Contents
pg_qualstats
This software is EXPERIMENTAL and therefore NOT production ready. Use at your own risk.
pg_qualstats is a PostgreSQL extension keeping statistics on predicates found
in WHERE
statements and JOIN
clauses.
Most of the code is a blatant rip-off of pg_stat_statements.
The extension works by looking for known patterns in queries. Currently, this includes:
Binary OpExpr where at least one side is a column from a table. Whenever possible, the predicate will be swaped so that CONST OP VAR expressions are turned into VAR COMMUTED_OP CONST. AND and OR expression members are counted as separate entries. Ex: WHERE column1 = 2, WHERE column1 = column2, WHERE 3 = column3
ScalarArrayOpExpr where the left side is a VAR, and the right side is an array constant. Those will be counted one time per element in the array. Ex: WHERE column1 IN (2, 3) will be counted as 2 occurences for the (column1, '=') operator pair
This project is sponsored by Dalibo
Installation
- Compatible with PostgreSQL 9.3 and 9.4
- Needs postgresql header files
- sudo make install
- Add pg_qualstats to the shared preload libraries:
shared_preload_libraries = 'pg_qualstats'
Configuration
The following GUCs can be configured, in postgresql.conf:
- pg_qualstats.max: the maximum number of statements tracked (defaults to 1000)
Usage
- Create the extension in any database:
CREATE EXTENSION pg_qualstats;
Functions
The extension defines the following functions:
pg_qualstats: returns the counts for every qualifier, identified by the expression hash. This hash identifies each expression.
- userid: oid of the user who executed the query
- dbid: oid of the database in which the query has been executed
- lrelid, lattnum: oid of the relation and attribute number of the VAR on the left hand side, if any
- rrelid, rattnum: oid of the relation and attribute number of the VAR on the right hand side, if any
- parenthash: hash of the parent "AND" expression, if any. This is useful for identifying predicates which are used together
- nodehash: the predicate hash. Everything (down to constants) is used to compute this hash
- count: the total number of occurences of this predicate
- queryid: if pg_stats_statements is installed, the queryid identifying this query
- constvalue: a string representation of the right-hand side constant, if any, truncated to 80 bytes.
Example:
ro=# select * from pg_qualstats;
userid | dbid | lrelid | lattnum | opno | rrelid | rattnum | parenthash | nodehash | count | queryid | constvalue
--------+-------+--------+---------+------+--------+---------+-------------+------------+-------+---------+-------------
10 | 16546 | 1262 | 1 | 93 | | | 1167468204 | -312474735 | 1 | | 12::integer
10 | 16546 | | | 607 | 1262 | -2 | -1449854762 | 1327480291 | 1 | |
- pg_qualstats_reset: reset the internal counters and forget about every encountered qual.
Views
In addition to that, the extension defines some views on top of the pg_qualstats function:
pg_qualstats: filters calls to pg_qualstats() by the current database.

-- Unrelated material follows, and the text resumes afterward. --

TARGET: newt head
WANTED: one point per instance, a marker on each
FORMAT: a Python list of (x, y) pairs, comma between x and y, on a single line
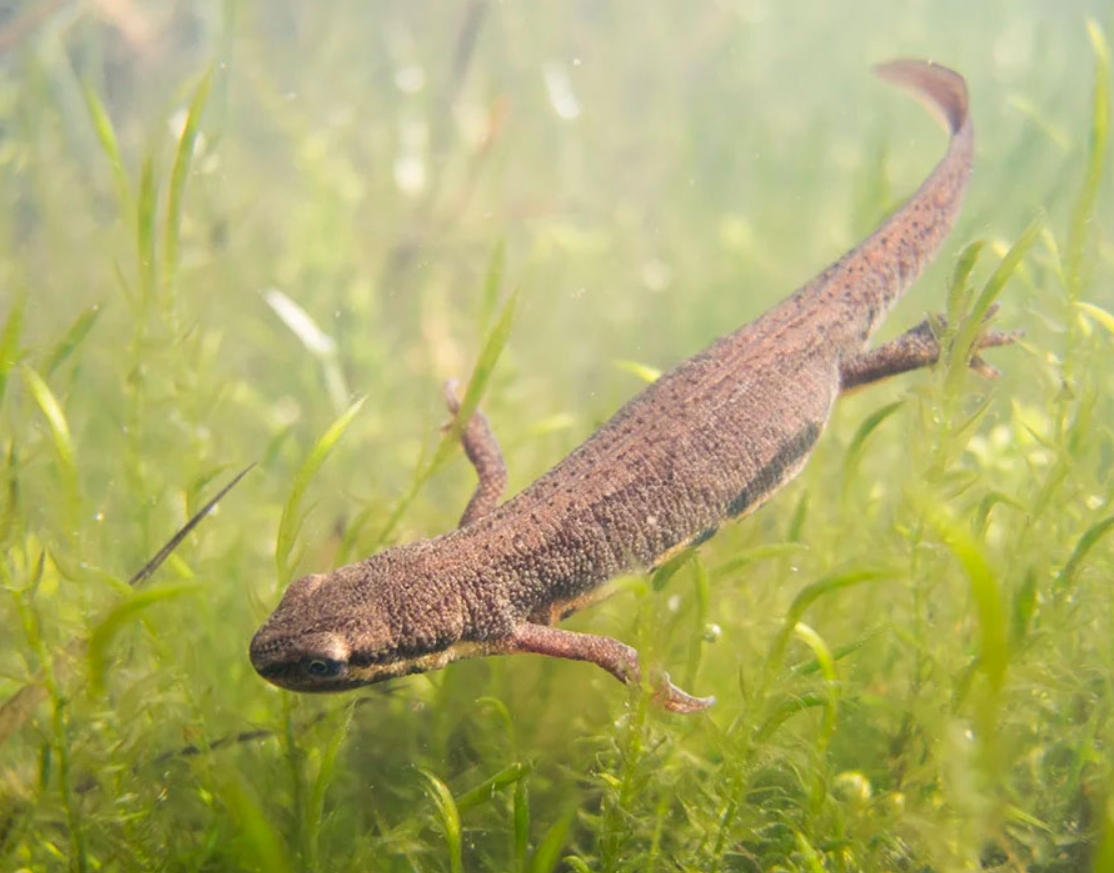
[(355, 626)]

pg_qualstats_pretty: performs the appropriate joins to display a readable form for every attribute from the pg_qualstats view
Example:
ro=# select * from pg_qualstats_pretty;
left_schema | left_table | left_column | operator | right_schema | right_table | right_column | count
-------------+------------------+-------------+--------------+--------------+-------------+--------------+-------
public | pgbench_accounts | aid | pg_catalog.= | | | | 20
public | pgbench_tellers | tid | pg_catalog.= | | | | 10
public | pgbench_branches | bid | pg_catalog.= | | | | 10
pg_qualstats_all: sums the counts for each attribute / operator pair, regardless of its position as an operand (LEFT or RIGHT), grouping together attributes used in AND clauses.
Example:
ro=# select * from pg_qualstats_all; relid | attnums | opno | parenthash | count -------+---------+------+-------------+------- 74150 | {1,3} | 96 | -1878264478 | 2 74153 | {1} | 96 | 0 | 10 74156 | {1} | 96 | 0 | 20 74159 | {1} | 96 | 0 | 10
pg_qualstats_indexes: looks up those attributes for which an index doesn't exist with the attribute in first position.
Example:
ro=# select * from pg_qualstats_indexes; relid | attnames | possible_types | count ------------------+-----------------------------+----------------+------- pgbench_accounts | {filler} | {btree,hash} | 5 pgbench_accounts | {bid} | {btree,hash} | 2 pgbench_accounts | {bid,filler} | {btree,hash} | 8 (9 rows)
Todo
- Test, and ensure it doesnt crash
- Add pg_qualstats_foreignkeys for suggesting FKs (frequently joined together columns)
- Normalize queries to eliminate constants
- Function or example in docs on how to use pg_qualstats with pg_stats_statements.